Changes appeal to Junior

Dale Earnhardt Jr. said he believed he and his cousin, Tony Eury Jr., each could enjoy more success in NASCAR now that they no longer were on the same team.

“I’d always heard it’s hard to work with family, but I never experienced that. It had always been great,” Earnhardt Jr. said of Eury, who along with Tony Eury Sr. headed up the No. 8 Chevrolet team until the recent shake-up at Dale Earnhardt Inc. “(Tony Jr.) knows exactly what I am thinking at the track at all times. That was a little bit of our downfall at times, we probably expected too much out of each other.”

Earnhardt Jr., who finished fifth in the final Nextel Cup standings this year, will have Pete Rondeau as his crew chief next year. Rondeau, along with the core members of his crew, will move over to the No. 8 from Michael Waltrip’s No. 15 Chevrolets. Eury Jr. and members of Earnhardt Jr.’s crew from this year will move to Waltrip’s team, with Eury Sr. assuming the role of director of competition. Steve Hmiel moves from that job to technical director.

Earnhardt Jr. said he had input into the decision to make the changes. “I wasn’t in there smashing all the buttons,” he said, “but I had input. … I wanted to make sure everything was fair.”

Earnhardt Jr. admitted “it was miserable a lot of the time between the good times” as he worked with the Eurys. The driver’s relationship with Eury Jr. was particularly volatile.

“He and I both agreed that each of us needs to work with different people to learn the maturity and the respect side of it that we didn’t have for each other,” Earnhardt Jr. said. “I think it will be better for both of us. There will be a higher level of respect both ways, coming or going.”

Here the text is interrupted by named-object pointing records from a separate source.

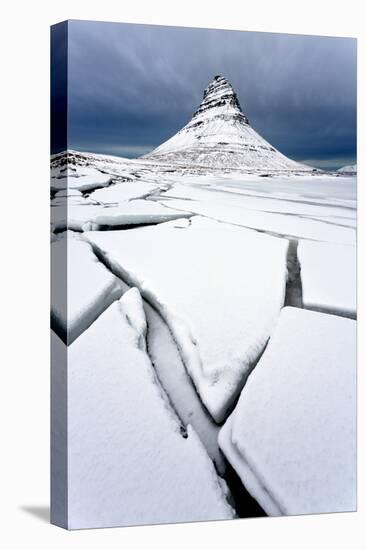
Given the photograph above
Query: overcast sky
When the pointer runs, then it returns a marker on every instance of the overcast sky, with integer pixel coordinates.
(131, 87)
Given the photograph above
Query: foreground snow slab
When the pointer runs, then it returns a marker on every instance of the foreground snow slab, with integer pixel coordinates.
(320, 208)
(292, 435)
(91, 288)
(87, 215)
(220, 289)
(128, 463)
(328, 275)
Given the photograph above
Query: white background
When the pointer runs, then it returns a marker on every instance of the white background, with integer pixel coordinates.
(24, 312)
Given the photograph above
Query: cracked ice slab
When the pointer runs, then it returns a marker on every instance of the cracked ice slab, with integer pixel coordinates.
(86, 215)
(91, 288)
(220, 289)
(292, 435)
(127, 461)
(328, 274)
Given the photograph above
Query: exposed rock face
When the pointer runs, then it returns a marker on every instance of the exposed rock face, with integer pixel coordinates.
(219, 136)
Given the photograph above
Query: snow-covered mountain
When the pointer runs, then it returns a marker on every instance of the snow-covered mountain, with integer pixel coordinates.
(219, 136)
(349, 169)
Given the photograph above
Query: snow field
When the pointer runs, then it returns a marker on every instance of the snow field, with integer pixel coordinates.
(236, 277)
(128, 463)
(292, 435)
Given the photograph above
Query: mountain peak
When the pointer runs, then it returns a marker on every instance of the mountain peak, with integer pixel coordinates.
(219, 98)
(219, 136)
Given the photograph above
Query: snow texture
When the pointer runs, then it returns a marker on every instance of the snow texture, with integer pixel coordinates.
(350, 169)
(219, 135)
(91, 288)
(292, 435)
(128, 463)
(210, 282)
(328, 275)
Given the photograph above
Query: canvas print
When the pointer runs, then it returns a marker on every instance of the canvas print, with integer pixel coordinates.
(203, 247)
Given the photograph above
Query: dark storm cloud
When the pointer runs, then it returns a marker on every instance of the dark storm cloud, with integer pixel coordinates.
(133, 86)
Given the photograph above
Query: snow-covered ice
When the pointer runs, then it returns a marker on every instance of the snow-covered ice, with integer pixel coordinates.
(328, 275)
(87, 215)
(128, 463)
(227, 219)
(220, 288)
(91, 288)
(292, 435)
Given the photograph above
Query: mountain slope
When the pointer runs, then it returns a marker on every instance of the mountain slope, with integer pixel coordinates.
(219, 136)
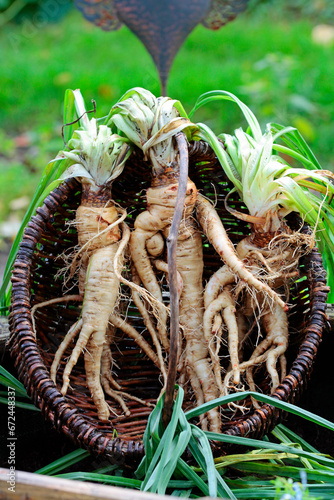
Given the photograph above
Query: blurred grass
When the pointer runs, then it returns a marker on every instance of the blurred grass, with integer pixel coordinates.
(272, 64)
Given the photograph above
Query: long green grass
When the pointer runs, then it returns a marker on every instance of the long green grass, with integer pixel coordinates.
(282, 463)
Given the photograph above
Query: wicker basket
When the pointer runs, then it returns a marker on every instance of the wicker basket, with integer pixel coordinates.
(49, 235)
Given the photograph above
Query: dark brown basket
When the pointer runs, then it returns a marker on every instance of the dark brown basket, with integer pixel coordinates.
(34, 280)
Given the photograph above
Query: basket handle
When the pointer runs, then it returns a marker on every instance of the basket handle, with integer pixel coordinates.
(172, 277)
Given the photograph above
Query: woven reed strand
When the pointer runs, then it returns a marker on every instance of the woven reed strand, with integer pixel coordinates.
(47, 236)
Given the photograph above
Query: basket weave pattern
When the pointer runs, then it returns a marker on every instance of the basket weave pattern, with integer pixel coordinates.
(36, 278)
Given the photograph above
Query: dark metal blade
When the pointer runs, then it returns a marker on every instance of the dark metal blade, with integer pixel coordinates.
(162, 26)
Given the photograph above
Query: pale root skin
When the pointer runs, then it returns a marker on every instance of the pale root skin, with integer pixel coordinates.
(215, 232)
(190, 266)
(100, 298)
(276, 266)
(102, 246)
(244, 265)
(147, 242)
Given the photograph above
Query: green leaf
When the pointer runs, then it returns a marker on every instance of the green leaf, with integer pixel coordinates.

NASCAR driver Dale Earnhardt Jr., right, talks to cousin Tony Eury Jr. in the garage at Daytona Speedway. Eury is moving from Junior's to Michael Waltrip's crew.

Earnhardt Jr. said he knows that Rondeau will be under scrutiny as crew chief for the driver who was named Nextel Cup’s most popular driver for a second straight year.

“He’ll be OK,” Earnhardt Jr. said. “He’s a pretty quiet guy. It’s going to be a big, big relief to work with somebody who’s calm and relaxed and not putting any pressure on me.”